Here’s a quick round-up of the movies we’re most excited about that are screening in New Orleans this week. In case you can’t tell, we’re starting to get into that glorious time of the year where Oscar Hopefuls trickle down South from NY & LA while dirt-cheap genre films simultaneously get dumped into wide-release. It’s a very satisfying, weirdly incongruous overlap.
Movies We Haven’t Seen (Yet)
If Beale Street Could Talk – Barry Jenkins follows up his Best Picture winner Moonlight with an adaptation of a James Baldwin novel set in 1970s Harlem. From what I can tell without spoiling it for myself, it appears to be brimming with gorgeous costumes, sensual romance, and a seething indictment of America’s inherently racist system of “justice.” Looks heavy, but emotionally powerful.
Escape Room – Whether it’s “Truth or dare?,” Pokémon Go, or CandyCrush, it seems like there’s always an early-in-the-year horror release waiting to exploit a silly game or novelty fad for cheap, goofy scares.

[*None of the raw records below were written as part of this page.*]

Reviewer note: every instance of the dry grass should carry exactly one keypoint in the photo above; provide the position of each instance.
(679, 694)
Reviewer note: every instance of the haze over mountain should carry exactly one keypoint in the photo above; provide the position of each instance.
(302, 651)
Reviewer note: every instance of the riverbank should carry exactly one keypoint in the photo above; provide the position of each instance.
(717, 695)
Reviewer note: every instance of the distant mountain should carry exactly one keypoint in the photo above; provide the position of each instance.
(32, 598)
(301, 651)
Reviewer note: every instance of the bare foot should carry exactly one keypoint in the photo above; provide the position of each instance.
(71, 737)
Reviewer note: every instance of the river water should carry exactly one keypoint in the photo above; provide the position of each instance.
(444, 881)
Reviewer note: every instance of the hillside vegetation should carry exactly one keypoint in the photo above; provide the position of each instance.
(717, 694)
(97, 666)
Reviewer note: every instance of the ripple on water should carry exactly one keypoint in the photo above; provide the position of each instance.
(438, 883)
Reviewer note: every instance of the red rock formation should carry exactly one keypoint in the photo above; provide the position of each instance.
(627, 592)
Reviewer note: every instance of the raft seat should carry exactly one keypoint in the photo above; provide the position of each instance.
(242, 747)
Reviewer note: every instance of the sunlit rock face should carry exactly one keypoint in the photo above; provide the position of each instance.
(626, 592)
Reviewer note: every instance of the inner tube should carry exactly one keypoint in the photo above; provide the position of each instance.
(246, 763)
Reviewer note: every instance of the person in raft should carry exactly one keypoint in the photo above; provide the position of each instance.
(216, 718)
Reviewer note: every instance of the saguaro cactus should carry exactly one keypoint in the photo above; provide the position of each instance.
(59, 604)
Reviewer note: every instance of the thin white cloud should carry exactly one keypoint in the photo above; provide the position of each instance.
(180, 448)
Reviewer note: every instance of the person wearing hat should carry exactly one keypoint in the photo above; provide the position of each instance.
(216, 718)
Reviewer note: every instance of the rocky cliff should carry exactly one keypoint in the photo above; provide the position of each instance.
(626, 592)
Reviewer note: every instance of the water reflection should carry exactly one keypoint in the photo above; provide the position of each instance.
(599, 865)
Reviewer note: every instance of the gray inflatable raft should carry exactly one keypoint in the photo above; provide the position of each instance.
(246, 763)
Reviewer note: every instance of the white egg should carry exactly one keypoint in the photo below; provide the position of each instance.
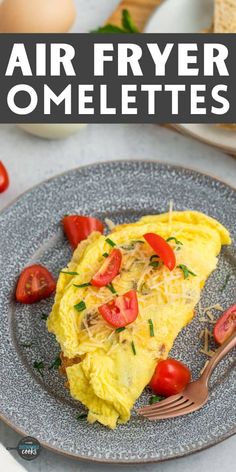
(52, 131)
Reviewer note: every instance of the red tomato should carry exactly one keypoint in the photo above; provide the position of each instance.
(162, 249)
(109, 269)
(226, 325)
(170, 377)
(79, 227)
(34, 284)
(4, 179)
(120, 311)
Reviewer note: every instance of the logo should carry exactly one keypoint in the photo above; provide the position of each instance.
(28, 448)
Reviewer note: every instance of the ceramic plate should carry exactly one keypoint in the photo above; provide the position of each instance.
(31, 232)
(184, 16)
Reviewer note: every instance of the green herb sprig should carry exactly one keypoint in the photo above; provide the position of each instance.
(186, 271)
(127, 25)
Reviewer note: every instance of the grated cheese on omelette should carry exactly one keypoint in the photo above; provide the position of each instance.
(110, 377)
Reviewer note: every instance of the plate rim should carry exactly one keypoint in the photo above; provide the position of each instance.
(194, 449)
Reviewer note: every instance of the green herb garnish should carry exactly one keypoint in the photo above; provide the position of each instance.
(225, 283)
(133, 348)
(151, 328)
(119, 330)
(81, 306)
(82, 285)
(56, 363)
(128, 25)
(39, 366)
(155, 399)
(129, 247)
(109, 241)
(177, 242)
(186, 271)
(81, 416)
(111, 288)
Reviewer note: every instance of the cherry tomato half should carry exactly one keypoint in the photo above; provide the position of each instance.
(109, 269)
(34, 284)
(162, 249)
(226, 325)
(4, 179)
(120, 311)
(170, 377)
(79, 227)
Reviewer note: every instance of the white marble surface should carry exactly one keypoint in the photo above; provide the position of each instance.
(31, 160)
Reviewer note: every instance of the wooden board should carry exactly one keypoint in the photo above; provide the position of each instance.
(140, 11)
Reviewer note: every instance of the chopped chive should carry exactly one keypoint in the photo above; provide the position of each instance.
(155, 399)
(133, 348)
(56, 363)
(81, 416)
(186, 271)
(109, 241)
(172, 238)
(82, 285)
(225, 283)
(111, 288)
(26, 344)
(80, 306)
(151, 328)
(39, 366)
(119, 330)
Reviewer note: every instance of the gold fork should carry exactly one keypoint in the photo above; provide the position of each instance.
(194, 396)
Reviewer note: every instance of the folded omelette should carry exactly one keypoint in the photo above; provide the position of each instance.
(108, 369)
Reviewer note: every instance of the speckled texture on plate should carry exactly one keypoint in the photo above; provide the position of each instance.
(30, 232)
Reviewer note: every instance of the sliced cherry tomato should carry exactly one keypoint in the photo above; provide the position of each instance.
(79, 227)
(109, 269)
(4, 179)
(121, 311)
(162, 249)
(34, 284)
(226, 325)
(170, 377)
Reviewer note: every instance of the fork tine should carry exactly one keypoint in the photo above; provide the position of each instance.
(170, 410)
(184, 411)
(172, 407)
(167, 401)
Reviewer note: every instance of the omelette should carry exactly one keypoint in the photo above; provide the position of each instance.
(108, 368)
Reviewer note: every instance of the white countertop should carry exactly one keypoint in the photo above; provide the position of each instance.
(30, 160)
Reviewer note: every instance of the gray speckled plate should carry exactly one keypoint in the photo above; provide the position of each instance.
(30, 231)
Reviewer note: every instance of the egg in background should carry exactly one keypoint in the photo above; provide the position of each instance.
(36, 16)
(40, 16)
(52, 131)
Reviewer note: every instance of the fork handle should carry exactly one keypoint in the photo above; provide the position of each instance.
(218, 356)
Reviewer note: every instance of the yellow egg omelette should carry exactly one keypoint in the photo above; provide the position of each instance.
(108, 369)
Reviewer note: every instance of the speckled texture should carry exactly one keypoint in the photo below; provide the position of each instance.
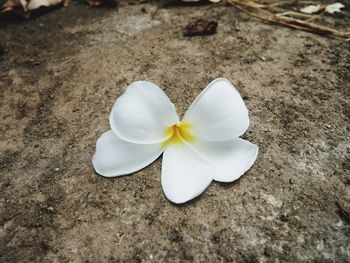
(292, 205)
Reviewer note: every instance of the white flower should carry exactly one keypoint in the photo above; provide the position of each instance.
(203, 147)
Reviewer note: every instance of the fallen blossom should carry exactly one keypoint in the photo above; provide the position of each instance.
(204, 146)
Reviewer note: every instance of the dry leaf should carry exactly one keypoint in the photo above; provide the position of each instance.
(29, 5)
(333, 8)
(200, 27)
(311, 9)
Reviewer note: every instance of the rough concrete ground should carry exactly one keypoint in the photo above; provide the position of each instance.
(293, 205)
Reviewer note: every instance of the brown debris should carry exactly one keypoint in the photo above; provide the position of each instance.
(28, 5)
(200, 27)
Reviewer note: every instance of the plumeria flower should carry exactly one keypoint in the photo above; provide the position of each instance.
(204, 146)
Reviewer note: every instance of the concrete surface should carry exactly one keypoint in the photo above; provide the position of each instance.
(60, 75)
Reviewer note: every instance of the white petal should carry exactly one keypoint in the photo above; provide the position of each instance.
(311, 9)
(218, 113)
(114, 157)
(142, 114)
(185, 174)
(231, 159)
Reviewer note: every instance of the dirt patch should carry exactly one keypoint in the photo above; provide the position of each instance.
(54, 207)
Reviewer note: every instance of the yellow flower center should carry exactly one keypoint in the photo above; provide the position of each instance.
(178, 133)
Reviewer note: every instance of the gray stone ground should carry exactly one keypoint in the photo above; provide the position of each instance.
(292, 206)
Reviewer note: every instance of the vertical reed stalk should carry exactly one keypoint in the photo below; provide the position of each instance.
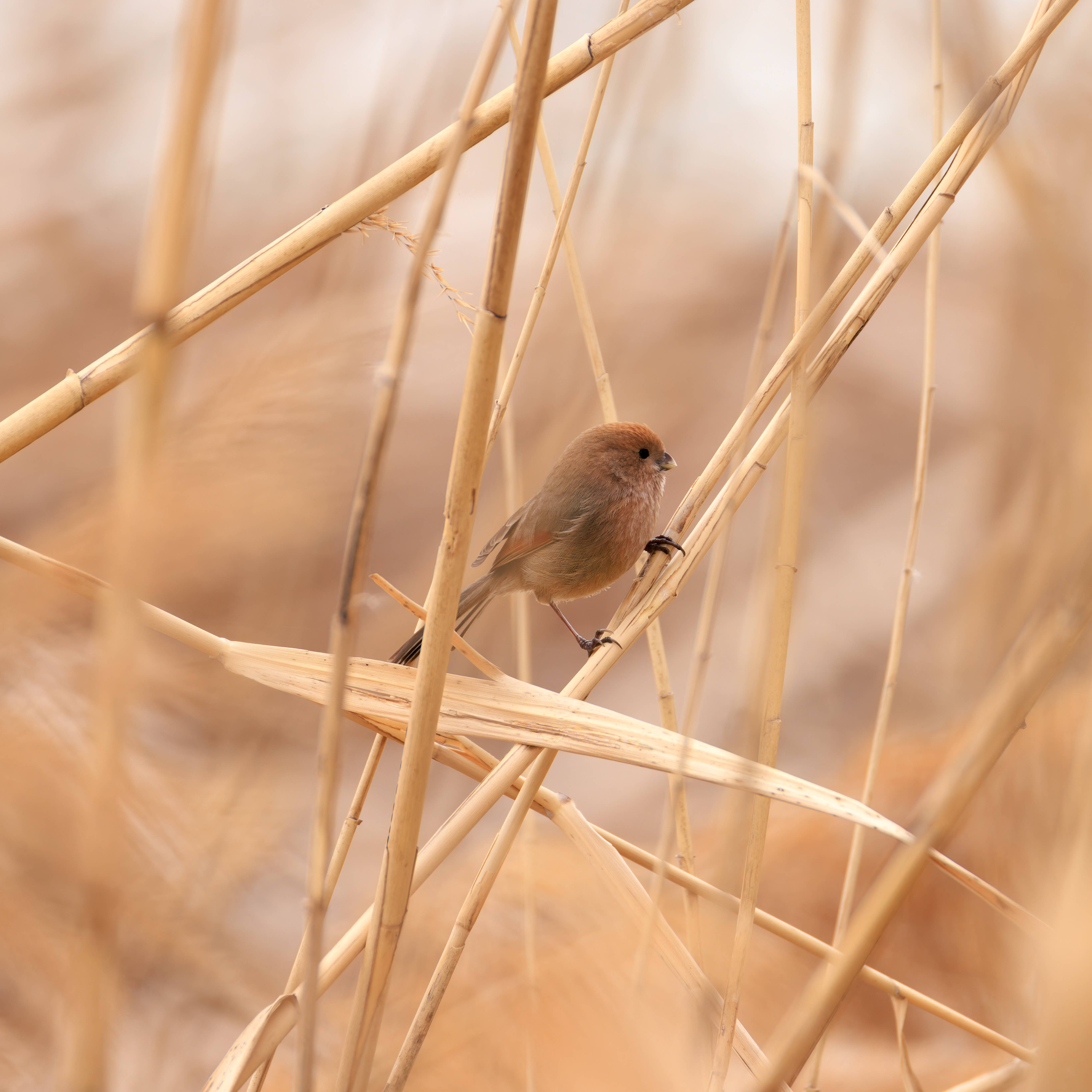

This year, the random topic generator landed on escape rooms, which should be as good for a dumb-fun time at the movies as anything.
Mortal Engines – A steam punk action-fantasy epic about warring cities on wheels. Appears to fall halfway between Howl’s Moving Castle & Mad Max: Fury Road. I doubt it’s half as good as either of those comparison points, but it looks impressively silly and this is likely its last week on local big screens.
Movies We Already Enjoyed
All About Eve (1950) – A classic Big Studio melodrama starring Bette Davis as an aging Broadway star who must fight to maintain her profession & fame in the face of a power-hungry fan who intends to usurp her. It won an impressive six Academy Awards in its day (including Best Picture) and is as excellent of a Bette Davis acting showcase as any you’ll see. Playing Sunday 1/6 & Wednesday 1/9 as part of Prytania’s Classic Movies series.
The Favourite – Yorgos Lanthimos follows up the stubbornly obscure The Killing of a Sacred Deer with his most accessible feature yet: a queer, darkly funny costume drama about a three-way power struggle between increasingly volatile women (Olivia Colman, Emma Stone, and Rachel Weisz). It’s both a gorgeous laugh riot and a pitch-black howl of unending cruelty & despair. Fun!
Spider-Man: Into the Spider-Verse – In the abstract, the concept of a 2010s CG animation Spider-Man origin story sounds dreadful. In practice, prankster screenwriter Phil Lord explodes the concept into a wild cosmic comedy by making a movie about the world’s over-abundance of Spider-Man origin stories (and about the art of CG animation at large). Spider-Verse is a shockingly imaginative, beautiful, and hilarious take on a story & a medium that should be a total drag, but instead is bursting with energetic life & psychedelic creativity.